Our development programme is also supported by the commitment of our two home-base carriers. Both Emirates and flydubai have undertaken significant fleet expansions predicated on their ability to capturing small elements of market share from a significant number of destinations, which is a very different model from the classic point-to-point model used at most other airports. Because the contribution to support our expansion comes from all four corners of the globe, the risk is well spread. In that context we are confident that our investment is at a level which the numbers can very well support.
What are your concerns in terms of infrastructure being able to keep pace with the expected growth in passenger traffic?
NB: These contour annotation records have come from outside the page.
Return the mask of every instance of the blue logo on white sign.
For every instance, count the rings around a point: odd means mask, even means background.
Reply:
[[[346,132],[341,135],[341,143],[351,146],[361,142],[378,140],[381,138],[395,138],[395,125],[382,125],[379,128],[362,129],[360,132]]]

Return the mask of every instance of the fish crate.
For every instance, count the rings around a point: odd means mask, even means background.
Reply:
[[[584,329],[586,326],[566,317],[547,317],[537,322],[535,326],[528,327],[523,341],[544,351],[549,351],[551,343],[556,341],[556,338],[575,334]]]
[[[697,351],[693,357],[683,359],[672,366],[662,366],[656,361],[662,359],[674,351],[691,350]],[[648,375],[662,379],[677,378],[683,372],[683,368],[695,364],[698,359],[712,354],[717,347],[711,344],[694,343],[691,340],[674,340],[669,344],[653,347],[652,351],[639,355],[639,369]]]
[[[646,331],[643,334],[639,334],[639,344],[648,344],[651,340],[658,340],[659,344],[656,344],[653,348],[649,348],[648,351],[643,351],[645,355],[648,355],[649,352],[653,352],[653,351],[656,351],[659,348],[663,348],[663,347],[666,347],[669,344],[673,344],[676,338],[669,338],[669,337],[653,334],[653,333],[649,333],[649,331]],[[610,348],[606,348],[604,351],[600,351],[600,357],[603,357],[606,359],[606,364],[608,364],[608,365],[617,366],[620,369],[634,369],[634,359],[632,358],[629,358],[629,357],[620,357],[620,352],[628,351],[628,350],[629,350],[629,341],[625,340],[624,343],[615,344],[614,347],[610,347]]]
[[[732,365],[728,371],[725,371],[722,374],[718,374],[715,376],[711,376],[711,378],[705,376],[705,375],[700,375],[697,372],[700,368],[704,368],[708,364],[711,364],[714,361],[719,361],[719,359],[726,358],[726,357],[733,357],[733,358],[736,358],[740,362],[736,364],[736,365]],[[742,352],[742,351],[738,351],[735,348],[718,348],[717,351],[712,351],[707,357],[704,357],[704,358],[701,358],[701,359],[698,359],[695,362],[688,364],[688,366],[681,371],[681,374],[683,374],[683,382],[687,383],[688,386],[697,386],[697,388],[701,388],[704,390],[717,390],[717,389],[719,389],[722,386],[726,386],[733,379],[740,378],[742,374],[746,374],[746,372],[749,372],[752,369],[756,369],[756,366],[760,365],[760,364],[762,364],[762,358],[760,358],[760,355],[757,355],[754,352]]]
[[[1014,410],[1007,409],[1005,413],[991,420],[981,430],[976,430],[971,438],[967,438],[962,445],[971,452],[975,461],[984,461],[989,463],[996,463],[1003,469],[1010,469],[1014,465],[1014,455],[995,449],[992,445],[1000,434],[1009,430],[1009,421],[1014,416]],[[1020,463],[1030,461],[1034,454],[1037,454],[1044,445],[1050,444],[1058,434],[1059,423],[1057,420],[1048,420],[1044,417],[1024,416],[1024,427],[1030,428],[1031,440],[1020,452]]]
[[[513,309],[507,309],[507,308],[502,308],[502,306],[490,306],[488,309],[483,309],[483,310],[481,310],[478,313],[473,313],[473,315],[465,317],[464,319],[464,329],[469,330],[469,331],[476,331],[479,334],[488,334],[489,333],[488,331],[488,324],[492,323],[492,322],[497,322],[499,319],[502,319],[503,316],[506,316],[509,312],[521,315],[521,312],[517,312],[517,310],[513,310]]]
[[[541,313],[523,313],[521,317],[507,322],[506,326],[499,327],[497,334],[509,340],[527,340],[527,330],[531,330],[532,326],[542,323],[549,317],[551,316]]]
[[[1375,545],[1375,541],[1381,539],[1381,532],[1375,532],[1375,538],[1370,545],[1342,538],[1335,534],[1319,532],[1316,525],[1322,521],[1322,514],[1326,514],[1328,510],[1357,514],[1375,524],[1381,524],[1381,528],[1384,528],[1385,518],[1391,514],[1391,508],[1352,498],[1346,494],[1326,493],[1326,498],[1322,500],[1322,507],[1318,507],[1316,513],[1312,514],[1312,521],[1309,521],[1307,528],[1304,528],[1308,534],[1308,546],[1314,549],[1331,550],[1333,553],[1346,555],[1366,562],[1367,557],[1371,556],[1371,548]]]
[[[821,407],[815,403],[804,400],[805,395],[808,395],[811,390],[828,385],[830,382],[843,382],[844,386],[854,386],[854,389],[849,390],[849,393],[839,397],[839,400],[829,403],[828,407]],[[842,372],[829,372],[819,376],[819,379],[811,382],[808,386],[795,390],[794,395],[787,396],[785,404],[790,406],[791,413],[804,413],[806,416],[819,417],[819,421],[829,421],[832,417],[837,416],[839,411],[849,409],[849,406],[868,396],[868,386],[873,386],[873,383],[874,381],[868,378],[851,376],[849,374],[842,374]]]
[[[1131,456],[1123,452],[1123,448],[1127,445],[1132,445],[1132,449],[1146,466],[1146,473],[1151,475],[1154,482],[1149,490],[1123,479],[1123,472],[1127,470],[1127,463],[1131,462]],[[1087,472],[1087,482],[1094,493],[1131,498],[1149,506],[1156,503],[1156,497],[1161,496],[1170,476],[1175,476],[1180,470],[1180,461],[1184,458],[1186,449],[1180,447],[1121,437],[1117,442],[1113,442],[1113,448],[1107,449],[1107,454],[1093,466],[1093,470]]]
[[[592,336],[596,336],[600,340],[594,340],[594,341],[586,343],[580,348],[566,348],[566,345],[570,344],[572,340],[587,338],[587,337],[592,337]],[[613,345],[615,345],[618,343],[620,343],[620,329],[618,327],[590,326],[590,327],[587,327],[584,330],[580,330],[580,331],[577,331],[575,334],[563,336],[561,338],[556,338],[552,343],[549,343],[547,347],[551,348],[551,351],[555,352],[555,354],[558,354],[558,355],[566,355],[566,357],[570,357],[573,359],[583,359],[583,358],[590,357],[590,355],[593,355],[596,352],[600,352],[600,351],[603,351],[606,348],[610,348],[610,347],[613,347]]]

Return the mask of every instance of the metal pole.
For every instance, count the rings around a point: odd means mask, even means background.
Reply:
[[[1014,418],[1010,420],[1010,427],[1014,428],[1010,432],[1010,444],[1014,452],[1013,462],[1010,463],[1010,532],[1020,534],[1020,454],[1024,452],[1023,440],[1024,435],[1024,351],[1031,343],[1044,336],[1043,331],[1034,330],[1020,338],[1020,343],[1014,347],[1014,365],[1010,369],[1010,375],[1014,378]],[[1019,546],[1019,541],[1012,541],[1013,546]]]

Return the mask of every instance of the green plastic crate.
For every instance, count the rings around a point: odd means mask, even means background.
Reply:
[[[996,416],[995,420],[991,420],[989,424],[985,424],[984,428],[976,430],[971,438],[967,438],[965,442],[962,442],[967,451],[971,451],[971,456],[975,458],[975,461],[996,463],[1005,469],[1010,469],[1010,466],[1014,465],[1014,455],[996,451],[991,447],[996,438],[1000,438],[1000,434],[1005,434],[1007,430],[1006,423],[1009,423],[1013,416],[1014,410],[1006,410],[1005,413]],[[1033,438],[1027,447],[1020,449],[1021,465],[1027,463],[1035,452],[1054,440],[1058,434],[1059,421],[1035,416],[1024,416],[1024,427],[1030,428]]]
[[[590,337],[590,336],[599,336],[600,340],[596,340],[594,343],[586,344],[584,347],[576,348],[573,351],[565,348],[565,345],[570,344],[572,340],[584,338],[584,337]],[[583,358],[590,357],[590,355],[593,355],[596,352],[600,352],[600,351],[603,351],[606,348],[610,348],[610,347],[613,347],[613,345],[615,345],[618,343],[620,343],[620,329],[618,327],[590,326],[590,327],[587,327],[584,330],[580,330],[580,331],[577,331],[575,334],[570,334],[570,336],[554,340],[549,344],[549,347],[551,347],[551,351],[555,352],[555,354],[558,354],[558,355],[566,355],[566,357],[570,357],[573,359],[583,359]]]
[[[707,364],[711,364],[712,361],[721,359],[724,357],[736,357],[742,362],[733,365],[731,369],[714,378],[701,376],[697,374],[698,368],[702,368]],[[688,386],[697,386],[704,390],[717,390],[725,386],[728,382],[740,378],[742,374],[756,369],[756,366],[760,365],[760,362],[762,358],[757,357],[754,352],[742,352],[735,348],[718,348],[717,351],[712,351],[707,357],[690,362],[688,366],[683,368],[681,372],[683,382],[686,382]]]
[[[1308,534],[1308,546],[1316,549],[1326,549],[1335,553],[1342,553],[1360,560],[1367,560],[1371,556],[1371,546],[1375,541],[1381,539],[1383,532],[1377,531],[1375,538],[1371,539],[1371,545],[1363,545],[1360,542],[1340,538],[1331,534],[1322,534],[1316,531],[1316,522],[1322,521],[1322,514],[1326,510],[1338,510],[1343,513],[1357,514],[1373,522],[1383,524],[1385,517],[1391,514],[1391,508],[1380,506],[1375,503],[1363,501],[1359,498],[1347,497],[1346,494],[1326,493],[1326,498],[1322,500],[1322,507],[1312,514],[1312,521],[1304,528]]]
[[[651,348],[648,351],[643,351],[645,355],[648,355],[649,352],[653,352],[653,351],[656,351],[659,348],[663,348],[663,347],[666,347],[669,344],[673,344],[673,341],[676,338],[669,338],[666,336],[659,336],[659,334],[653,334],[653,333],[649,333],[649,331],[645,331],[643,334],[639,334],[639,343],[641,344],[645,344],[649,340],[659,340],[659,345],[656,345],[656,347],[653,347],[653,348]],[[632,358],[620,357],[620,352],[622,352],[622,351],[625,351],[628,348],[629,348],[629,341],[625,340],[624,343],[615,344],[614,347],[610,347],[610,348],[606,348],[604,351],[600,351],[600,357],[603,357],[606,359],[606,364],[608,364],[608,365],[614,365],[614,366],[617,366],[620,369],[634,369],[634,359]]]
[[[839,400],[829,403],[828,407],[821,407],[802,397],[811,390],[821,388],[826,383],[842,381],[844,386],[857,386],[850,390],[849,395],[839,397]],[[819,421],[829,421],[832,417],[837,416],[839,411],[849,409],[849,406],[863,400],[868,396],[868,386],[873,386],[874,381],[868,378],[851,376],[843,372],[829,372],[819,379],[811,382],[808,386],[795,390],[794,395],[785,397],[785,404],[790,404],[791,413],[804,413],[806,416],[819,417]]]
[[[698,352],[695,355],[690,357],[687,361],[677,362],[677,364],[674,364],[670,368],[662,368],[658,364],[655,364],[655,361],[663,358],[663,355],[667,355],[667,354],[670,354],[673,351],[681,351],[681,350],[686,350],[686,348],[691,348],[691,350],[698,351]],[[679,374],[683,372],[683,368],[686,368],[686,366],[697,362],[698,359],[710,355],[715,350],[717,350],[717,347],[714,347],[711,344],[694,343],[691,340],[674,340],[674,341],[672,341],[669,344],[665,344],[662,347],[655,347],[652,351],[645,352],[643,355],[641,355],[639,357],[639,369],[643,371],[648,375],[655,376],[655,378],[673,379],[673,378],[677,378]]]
GRIFFITHS: The increase is actually something that we can fairly well predict based on our track record and experience. That is why we are confident when we say that we expect to welcome 90m passengers through our airport by 2018. What concerns me is the building programme that will be required to accommodate that type of volume. It will necessitate an infrastructure expansion programme which is both aggressive and ambitious. However, at Dubai International we are fairly limited in terms of the availability of land, and, while it is not insurmountable, it is an issue that must be addressed.
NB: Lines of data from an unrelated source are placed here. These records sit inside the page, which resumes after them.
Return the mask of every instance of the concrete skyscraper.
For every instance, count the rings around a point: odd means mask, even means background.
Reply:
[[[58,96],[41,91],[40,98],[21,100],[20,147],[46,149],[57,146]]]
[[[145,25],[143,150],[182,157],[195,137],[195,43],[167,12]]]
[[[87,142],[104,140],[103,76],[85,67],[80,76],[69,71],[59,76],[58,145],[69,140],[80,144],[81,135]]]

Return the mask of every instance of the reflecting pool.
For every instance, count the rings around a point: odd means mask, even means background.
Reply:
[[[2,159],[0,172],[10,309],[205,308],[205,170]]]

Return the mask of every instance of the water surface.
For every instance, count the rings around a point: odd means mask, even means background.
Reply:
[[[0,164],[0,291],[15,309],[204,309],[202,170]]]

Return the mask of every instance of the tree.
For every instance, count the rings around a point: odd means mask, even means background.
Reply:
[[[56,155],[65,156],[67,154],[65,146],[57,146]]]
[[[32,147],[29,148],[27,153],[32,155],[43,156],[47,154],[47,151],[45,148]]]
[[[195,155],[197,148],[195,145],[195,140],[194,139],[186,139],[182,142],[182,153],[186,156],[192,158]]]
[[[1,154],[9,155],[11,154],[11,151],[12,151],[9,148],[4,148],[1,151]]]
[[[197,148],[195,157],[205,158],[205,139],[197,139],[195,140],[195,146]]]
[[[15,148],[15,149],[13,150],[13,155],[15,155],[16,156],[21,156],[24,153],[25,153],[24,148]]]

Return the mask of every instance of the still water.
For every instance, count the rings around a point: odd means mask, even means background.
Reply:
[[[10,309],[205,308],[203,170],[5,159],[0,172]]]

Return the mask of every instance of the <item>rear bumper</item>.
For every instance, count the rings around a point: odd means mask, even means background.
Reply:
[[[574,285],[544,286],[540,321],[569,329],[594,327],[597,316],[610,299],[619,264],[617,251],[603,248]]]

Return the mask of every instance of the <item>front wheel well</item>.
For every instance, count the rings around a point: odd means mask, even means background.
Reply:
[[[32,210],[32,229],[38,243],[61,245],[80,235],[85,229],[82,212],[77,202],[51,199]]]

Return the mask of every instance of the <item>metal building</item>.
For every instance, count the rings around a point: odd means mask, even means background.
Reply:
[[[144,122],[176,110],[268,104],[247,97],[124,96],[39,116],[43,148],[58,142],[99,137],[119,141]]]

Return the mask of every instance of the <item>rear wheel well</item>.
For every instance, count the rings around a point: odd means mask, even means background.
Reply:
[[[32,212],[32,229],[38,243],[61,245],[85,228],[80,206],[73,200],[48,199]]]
My other concern is that we do not fail to recognise that growth, size and scale are not always synonymous with quality. The global hub we are building here is not without competition. Other airports are being developed in the region with an eye on the same worldwide market. Those that focus purely on increasing their size without ensuring that their quality of service is not compromised will lose out on market share. Keeping those two factors, size and service, in sync will be crucial for success.
What role do you envision Dubai World Central (DWC) playing in the emirate’s aviation industry over the medium term?
GRIFFITHS: We own and operate both Dubai International and DWC, so we have a responsibility to ensure that we continue to develop Dubai as a two-airport system. DWC is beginning to take shape as the centre for cargo and logistics.
Due to its proximity to Jebel Ali Port both cargo growth and trans-shipment volumes between sea and air have increased significantly. Its growth outlook is very healthy going forward. However, it will be quite some time before DWC finally takes over as the main hub for passenger traffic.
It will require at least an 80m passenger capacity facility before we even consider moving the Emirates operations to DWC. It is the hub that attracts people here and once we move the hub, everyone will want to be there. So, it will take some time before we are able to develop and finance a project of that scale. DWC will be the aviation story of the 2020s, but for the medium term the centre will focus on growing its general aviation and cargo business.